Despite their light weight – and therefore high power-to-weight ratio are lithium ion / lithium polymer batteries too hazardous for Airsoft use?
By: Ringo Bones
With the recent incidents of lithium ion batteries catching fire in the Boeing 787 Dreamliners used by JAL and ANA that lead to their grounding and investigation by the Federal Aviation Administration, many have wondered whether the use of lithium ion / lithium iron phosphate / lithium polymer / Li-Poly storage batteries too hazardous for Airsoft. After all, the compartment in which the Li-Poly battery is stowed in most typical Airsoft AEG weapons systems is surrounded by flammable plastic and burning plastic can cause serious injuries once it drips into unprotected skin.
Believe it or not, it was in the remote controlled model plane / model helicopter and Airsoft gaming world that the inherent fire hazard of Li-Poly batteries were first observed. These types of batteries can easily build up excess hydrogen gas under less than ideal charge and discharge conditions. The hydrogen gas can usually catch fire when exposed to stray electrical sparks – which there are no shortage of which in remote controlled modeling and Airsoft use. And given its inherent fire hazard, why are lithium ion / Li-Poly batteries still the preferred batteries of choice for Airsoft use?
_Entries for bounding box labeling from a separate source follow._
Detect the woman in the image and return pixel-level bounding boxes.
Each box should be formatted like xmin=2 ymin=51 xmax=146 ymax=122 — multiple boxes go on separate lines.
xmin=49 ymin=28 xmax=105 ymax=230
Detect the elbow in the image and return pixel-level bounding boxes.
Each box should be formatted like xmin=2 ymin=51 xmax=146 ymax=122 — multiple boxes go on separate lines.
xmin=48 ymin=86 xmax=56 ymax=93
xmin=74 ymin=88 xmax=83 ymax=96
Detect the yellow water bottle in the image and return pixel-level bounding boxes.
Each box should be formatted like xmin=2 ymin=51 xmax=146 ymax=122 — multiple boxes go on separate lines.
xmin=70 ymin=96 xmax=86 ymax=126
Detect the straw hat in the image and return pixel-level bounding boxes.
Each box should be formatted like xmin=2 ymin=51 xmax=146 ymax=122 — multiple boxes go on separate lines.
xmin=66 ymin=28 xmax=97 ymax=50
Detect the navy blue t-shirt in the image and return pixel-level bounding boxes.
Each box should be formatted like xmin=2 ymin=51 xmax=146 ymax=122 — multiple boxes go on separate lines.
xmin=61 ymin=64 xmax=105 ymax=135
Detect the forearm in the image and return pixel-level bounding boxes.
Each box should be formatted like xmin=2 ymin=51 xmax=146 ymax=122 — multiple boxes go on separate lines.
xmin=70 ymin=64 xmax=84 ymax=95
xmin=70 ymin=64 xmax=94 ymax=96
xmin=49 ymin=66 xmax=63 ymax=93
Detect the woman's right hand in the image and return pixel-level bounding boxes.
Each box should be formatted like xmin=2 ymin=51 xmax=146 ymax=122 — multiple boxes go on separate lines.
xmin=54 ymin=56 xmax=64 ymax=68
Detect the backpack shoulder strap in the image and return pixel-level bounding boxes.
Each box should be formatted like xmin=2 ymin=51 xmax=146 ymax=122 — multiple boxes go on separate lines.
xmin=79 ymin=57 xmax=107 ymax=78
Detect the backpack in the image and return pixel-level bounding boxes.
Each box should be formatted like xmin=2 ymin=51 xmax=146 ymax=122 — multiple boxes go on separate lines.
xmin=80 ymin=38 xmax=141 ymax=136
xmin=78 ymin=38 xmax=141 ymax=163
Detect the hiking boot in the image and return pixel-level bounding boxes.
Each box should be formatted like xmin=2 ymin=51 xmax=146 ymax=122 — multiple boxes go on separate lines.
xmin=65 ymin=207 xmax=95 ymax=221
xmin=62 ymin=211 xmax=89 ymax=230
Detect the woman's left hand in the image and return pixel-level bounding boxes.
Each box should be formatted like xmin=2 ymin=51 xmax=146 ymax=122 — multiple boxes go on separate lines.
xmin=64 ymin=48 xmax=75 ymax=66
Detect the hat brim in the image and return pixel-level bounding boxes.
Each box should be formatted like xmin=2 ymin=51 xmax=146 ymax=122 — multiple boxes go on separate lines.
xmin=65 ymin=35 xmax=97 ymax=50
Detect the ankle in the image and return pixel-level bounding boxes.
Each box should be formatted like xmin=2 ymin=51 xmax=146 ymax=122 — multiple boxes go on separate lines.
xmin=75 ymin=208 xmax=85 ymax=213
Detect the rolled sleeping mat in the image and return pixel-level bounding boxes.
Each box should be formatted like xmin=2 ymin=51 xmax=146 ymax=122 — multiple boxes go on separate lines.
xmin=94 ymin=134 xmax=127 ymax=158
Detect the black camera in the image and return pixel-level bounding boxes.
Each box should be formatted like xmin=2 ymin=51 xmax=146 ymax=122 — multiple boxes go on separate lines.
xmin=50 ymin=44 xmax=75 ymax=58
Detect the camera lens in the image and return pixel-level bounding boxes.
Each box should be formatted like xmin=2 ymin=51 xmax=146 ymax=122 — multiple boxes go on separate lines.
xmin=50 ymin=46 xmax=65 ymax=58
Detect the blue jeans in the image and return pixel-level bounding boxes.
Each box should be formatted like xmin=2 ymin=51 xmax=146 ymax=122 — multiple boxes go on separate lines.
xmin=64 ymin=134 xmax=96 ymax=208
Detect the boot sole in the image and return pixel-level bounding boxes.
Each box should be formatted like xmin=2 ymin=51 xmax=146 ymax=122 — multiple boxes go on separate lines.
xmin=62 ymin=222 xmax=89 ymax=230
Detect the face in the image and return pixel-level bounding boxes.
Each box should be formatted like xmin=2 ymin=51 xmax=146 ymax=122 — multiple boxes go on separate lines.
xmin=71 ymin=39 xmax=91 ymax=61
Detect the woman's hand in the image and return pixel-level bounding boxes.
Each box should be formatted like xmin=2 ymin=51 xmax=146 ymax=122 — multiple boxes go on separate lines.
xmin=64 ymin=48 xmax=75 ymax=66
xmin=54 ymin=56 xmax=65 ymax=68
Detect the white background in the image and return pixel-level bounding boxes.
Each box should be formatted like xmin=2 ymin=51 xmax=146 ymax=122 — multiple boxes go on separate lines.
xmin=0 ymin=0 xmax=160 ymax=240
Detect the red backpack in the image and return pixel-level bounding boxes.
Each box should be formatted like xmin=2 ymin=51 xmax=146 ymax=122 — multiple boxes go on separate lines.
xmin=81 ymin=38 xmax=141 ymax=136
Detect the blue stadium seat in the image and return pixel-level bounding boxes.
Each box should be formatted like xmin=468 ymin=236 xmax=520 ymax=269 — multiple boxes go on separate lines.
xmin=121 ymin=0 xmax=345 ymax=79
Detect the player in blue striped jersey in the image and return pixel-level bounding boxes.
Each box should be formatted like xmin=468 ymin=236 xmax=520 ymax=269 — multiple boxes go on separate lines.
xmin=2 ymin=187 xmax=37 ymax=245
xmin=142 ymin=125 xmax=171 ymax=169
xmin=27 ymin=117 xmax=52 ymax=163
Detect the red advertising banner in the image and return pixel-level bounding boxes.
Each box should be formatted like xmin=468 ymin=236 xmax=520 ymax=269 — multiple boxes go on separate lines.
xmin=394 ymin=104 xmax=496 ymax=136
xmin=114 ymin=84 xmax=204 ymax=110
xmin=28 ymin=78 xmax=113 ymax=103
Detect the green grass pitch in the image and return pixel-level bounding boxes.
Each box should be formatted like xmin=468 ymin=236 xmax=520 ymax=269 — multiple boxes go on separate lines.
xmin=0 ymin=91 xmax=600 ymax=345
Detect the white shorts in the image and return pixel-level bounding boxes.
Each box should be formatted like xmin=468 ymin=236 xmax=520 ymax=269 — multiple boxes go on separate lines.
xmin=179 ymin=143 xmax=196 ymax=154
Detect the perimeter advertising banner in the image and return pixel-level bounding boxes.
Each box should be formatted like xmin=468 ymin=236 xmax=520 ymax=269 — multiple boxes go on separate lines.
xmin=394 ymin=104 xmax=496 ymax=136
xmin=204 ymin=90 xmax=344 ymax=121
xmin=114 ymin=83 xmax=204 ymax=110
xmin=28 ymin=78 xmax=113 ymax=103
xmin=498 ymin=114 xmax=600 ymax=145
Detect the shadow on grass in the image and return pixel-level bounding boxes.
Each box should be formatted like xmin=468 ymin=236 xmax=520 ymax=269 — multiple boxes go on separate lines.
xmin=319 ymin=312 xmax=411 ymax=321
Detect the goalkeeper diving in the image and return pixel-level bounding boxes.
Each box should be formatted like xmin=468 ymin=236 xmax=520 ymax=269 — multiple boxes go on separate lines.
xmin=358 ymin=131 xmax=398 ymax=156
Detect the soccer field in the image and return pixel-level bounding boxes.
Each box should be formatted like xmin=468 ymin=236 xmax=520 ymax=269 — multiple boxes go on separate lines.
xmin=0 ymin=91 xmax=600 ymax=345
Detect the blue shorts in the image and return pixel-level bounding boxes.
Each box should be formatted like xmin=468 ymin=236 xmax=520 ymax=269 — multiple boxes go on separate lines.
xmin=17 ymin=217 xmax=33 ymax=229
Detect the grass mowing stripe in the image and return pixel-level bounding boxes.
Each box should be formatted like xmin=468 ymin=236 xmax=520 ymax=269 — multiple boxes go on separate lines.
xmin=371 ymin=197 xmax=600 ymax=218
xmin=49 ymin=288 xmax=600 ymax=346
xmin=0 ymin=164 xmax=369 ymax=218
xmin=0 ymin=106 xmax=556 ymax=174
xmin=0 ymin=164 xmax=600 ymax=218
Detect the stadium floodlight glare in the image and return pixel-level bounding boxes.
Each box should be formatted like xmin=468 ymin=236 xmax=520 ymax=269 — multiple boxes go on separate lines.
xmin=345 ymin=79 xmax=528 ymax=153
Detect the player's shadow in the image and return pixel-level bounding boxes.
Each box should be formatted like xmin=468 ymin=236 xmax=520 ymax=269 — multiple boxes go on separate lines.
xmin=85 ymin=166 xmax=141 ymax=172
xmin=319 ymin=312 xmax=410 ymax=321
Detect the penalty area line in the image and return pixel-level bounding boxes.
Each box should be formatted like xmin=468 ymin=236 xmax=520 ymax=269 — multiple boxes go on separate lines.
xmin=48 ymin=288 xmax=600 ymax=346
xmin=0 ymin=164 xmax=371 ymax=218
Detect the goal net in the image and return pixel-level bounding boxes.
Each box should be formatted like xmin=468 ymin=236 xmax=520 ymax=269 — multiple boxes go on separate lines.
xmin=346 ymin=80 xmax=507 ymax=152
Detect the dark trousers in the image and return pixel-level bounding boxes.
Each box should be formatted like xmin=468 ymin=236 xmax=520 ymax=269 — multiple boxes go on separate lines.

Fire hazard or not, the secret of lithium ion / Li-Poly batteries success over nickel cadmium and nickel metal hydride rechargeable batteries is that lithium ion batteries have a lower internal resistance making them have a better power-to-weight ratio compared to nickel cadmium and nickel metal hydride batteries of similar milliampere-hour rating. A typical Airsoft AEG gun upgraded to a much stiffer spring to make its BB pellet muzzle velocity greater won’t function with a fully-charged nickel cadmium or a nickel metal hydride battery rated at 1,600 mA-Hour. And yet a Li-poly battery rated at 1,600 mA-Hour 11.1 volt Li-Poly battery can drive the gun without problems.